Kur’ân-ı Kerîm’de Cenâb-ı Hakk sözden kelâmdan, kalemden satırdan, beyandan, “mantıkuttayr”dan bahis buyurur. Bu vâsıtalarla hakkı duyurur. Ehlüllâhı “nidâen hafiyye”1, ilham ve vâridatla doyurur. Kalbten kalbe giden yolla, Zât’ına ulaşan kanalla, gönülle, hablül verîd olan damar ile iletişim kurar.
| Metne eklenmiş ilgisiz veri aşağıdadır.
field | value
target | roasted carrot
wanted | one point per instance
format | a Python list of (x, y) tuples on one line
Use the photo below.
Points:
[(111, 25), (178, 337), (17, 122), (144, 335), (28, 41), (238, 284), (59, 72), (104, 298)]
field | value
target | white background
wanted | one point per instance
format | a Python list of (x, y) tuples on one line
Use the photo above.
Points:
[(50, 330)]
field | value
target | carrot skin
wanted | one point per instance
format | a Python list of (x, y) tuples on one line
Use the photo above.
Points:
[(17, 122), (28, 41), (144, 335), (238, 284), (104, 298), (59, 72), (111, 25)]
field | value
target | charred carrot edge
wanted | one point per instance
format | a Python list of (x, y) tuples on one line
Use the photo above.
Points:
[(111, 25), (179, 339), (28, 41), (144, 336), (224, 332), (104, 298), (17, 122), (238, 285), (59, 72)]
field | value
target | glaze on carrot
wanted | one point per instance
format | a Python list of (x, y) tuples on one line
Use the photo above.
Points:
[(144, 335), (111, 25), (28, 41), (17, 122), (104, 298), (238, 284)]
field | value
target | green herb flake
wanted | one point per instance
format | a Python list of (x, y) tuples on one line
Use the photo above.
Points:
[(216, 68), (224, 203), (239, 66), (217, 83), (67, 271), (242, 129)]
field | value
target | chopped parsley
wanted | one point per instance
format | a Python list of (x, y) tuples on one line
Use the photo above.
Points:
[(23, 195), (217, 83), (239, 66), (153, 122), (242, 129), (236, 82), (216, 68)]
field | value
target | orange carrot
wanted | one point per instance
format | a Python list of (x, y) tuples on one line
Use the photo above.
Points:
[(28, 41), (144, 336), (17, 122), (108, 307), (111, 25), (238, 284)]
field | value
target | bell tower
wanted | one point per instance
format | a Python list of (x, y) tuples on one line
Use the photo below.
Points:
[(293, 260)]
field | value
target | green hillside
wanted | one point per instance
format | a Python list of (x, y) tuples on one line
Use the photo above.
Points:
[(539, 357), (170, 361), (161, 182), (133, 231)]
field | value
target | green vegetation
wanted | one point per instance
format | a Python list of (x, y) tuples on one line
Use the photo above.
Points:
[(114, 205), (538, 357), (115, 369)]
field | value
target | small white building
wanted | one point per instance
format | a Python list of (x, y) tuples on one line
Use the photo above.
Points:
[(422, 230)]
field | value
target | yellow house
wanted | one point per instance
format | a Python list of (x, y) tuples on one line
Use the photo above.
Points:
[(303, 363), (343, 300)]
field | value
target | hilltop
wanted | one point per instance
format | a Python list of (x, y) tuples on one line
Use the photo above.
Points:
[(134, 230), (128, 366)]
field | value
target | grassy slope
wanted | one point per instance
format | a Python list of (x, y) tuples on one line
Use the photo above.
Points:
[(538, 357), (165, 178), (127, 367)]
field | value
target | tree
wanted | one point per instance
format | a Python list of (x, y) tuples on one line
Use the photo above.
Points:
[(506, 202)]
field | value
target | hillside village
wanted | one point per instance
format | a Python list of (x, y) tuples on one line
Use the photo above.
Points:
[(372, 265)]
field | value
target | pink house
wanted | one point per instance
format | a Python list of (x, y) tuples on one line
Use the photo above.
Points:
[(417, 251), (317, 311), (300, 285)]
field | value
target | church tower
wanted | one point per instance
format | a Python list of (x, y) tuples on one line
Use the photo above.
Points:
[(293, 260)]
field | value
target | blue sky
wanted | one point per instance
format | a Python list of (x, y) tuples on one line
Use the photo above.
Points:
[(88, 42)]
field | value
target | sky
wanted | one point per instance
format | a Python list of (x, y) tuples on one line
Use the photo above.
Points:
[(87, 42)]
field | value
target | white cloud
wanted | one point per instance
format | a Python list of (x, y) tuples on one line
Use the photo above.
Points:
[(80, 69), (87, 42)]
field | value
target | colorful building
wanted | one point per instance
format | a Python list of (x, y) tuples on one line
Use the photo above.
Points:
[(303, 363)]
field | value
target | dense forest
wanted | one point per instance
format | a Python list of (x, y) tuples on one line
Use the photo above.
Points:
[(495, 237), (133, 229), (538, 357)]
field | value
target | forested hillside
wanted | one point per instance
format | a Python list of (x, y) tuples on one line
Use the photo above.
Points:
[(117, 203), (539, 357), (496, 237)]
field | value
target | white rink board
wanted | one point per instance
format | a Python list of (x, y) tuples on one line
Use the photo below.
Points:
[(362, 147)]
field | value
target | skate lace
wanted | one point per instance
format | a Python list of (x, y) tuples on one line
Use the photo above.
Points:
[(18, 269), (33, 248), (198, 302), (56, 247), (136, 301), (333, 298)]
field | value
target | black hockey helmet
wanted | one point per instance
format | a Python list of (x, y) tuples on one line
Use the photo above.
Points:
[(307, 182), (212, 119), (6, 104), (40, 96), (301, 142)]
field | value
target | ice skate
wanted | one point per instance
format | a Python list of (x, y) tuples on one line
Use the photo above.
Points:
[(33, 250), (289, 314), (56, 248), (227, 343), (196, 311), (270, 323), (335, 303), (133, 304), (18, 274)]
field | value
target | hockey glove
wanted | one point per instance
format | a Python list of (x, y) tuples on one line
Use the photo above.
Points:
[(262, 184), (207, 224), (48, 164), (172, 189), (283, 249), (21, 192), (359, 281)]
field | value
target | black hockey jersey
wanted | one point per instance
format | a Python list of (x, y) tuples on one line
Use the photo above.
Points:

Habîb’ini bezm-i hâsa, mi’râca dâvetle bin bir kelâmı kılar.

“Ordan gelir söz bizdedir

Arada tercümandır bu”

beytiyle vesîleyi vurgular. Zâhirde çığlık gönülde yankı bulur. Kalb perdelerine dokunur. Ciltlerle kitap, nûr olarak kalbe iner. Zât’ından gelen haber, ilm-i ledün olur. Hira mağarasında inen vahiy “İkra”, “oku” nazm-ı celîli ma’rifetüllah olarak mü’min-i kâmilin kalbine düşer. Dilden çıkan söz kulaktan öte geçmez, fakat gönülden gelen söz gönle geçer. Kalbten konuşanlar, Rasûlüllah (sav)’in: “Allah benim sadrıma neyi koyduysa, ben onu Ebûbekir'in sadrına boşalttım.”2hadîs-i şerîfindeki esrâra işâret ederler.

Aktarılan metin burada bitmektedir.